Michael Balcon wrote "Though the story was simple, it touched on patterns of behaviour at the time: the attitude to the war, the realisation that the outbreak of the First World War was the end of an era, and more, perhaps most, important, it suggested the breaking down of class barriers, a process which has been continued very slowly from that time".
==Plot==
With the outbreak of World War I, Sir Francis and Lady Villiers and daughter Ann watch son of the household Robin and family chauffeur David Marshall go off to fight. David does well in the army and is quickly promoted through the ranks, while Robin falls in love with and marries a local girl. Robin is killed in action on the Western Front, leaving his bride a young widow with a baby.

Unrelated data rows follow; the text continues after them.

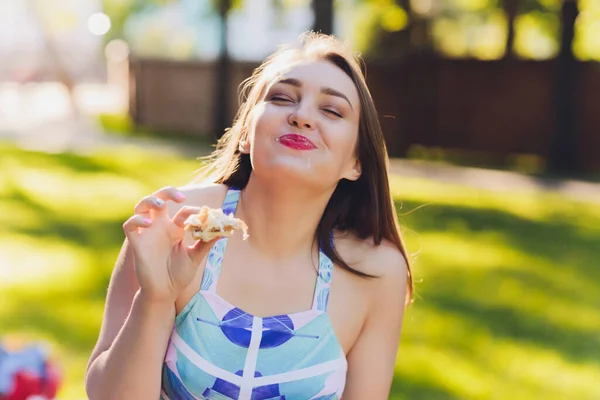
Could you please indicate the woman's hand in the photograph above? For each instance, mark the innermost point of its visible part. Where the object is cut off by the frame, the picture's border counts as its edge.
(164, 265)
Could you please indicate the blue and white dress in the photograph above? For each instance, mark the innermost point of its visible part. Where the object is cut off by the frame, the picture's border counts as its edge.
(219, 352)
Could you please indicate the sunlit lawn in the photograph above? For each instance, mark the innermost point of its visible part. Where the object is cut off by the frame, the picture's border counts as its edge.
(508, 285)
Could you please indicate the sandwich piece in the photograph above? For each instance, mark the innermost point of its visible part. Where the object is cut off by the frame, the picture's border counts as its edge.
(211, 223)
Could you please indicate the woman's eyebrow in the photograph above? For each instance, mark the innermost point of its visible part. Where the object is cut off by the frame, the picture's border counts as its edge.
(325, 90)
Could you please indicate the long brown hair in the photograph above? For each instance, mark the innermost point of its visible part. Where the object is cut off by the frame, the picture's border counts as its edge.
(364, 207)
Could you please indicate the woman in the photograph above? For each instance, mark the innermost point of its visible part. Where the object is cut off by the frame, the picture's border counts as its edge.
(310, 306)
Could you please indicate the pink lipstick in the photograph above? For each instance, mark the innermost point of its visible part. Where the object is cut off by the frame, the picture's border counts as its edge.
(296, 142)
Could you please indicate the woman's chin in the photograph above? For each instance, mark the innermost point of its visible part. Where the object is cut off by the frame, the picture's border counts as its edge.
(292, 171)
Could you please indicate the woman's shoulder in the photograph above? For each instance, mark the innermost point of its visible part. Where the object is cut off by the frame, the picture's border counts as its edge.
(384, 260)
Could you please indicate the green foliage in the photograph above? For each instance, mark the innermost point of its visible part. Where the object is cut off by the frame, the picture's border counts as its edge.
(507, 285)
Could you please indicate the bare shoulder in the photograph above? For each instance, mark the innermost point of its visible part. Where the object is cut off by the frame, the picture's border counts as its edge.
(384, 260)
(201, 194)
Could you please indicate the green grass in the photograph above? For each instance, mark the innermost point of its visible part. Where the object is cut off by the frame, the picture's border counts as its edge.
(507, 284)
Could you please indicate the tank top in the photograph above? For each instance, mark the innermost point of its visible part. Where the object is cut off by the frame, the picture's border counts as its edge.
(217, 351)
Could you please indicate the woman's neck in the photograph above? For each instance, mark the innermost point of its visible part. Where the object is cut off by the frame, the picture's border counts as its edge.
(282, 220)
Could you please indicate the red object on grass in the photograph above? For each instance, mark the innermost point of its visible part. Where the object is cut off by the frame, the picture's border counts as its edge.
(27, 384)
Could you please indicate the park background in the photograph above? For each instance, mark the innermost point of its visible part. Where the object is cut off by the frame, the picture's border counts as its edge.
(490, 111)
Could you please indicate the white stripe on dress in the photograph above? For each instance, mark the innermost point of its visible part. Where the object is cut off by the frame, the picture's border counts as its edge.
(303, 373)
(248, 380)
(202, 363)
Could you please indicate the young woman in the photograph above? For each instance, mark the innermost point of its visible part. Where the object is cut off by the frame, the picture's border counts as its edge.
(310, 306)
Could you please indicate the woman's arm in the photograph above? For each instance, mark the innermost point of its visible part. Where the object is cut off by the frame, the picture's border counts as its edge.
(127, 360)
(372, 358)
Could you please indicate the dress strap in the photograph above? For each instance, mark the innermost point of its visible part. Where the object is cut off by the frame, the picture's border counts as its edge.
(323, 280)
(212, 270)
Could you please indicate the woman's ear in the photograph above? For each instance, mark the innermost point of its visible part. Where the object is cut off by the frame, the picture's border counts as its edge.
(355, 172)
(244, 147)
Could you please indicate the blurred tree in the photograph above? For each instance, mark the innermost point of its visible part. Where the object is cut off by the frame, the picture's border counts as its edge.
(323, 13)
(564, 147)
(63, 74)
(222, 71)
(392, 29)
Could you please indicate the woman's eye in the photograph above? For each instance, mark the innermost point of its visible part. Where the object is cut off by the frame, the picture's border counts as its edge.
(280, 98)
(333, 112)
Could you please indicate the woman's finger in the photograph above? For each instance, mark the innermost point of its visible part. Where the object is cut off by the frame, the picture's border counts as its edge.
(183, 214)
(170, 193)
(149, 203)
(136, 222)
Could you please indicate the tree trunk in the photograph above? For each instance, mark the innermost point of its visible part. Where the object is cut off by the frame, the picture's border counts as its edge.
(323, 12)
(222, 74)
(511, 9)
(563, 158)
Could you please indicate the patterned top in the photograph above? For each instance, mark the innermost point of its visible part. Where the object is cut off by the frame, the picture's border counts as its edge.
(219, 352)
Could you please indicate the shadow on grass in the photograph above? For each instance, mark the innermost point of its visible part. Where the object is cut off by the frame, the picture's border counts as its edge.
(406, 389)
(557, 239)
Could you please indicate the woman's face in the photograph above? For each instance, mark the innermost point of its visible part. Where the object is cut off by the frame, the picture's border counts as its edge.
(306, 126)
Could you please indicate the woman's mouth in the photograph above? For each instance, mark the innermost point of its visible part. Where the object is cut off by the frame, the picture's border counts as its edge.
(296, 142)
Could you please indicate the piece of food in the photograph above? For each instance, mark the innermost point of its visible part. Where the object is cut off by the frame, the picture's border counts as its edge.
(211, 223)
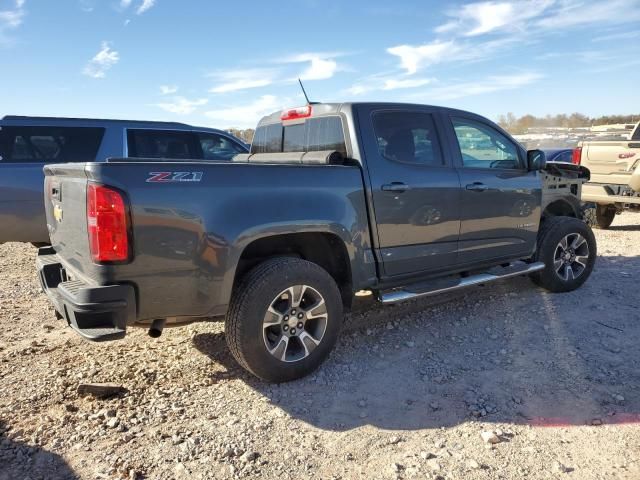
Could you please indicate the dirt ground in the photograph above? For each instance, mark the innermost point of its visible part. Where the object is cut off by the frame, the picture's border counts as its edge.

When David returns periodically to England on leave, he and Ann fall in love. Meanwhile Robin's wife finds her way as a refugee to England to seek out the Villiers and introduce them to their grandchild. Following the declaration of the Armistice with Germany, the romance between David and Ann has to conquer entrenched class-based attitudes, while Robin's wife at first feels overwhelmed and out-of-place in the Villiers household. Problems are eventually overcome, and the Villiers' welcome David and their daughter-in-law and grandchild into the family.

==Cast==
- Ellaline Terriss as Lady Villiers
- Lillian Hall-Davis as Ann Villiers
- Jameson Thomas as David Marshall
- Godfrey Winn as Robin Villiers
- Nadia Sibirskaïa as The Little Refugee
- Annesley Healey as Sir Francis Villiers
- Wally Patch as Drill Sergeant
- Dino Galvani as Poilou
- Renée Houston as Typist
- Billie Houston as Typist

==Background==
Blighty was Brunel's second feature-length directorial assignment, four years after The Man Without Desire. He had spent the intervening years making a series of satirical burlesque short films, the first few of which had impressed Michael Balcon who offered him the opportunity to produce and distribute further examples through Gainsborough. In 1926 Balcon gave Brunel the chance to direct a full-length feature for Gainsborough and Blighty was the result. Although Brunel was initially said to be in two minds about directing a "war film" as he did not care for the genre on moral or aesthetic grounds, he agreed to go ahead with the proviso that there would be no material directly depicting the conflict, nor any appeal to jingoistic sentiment.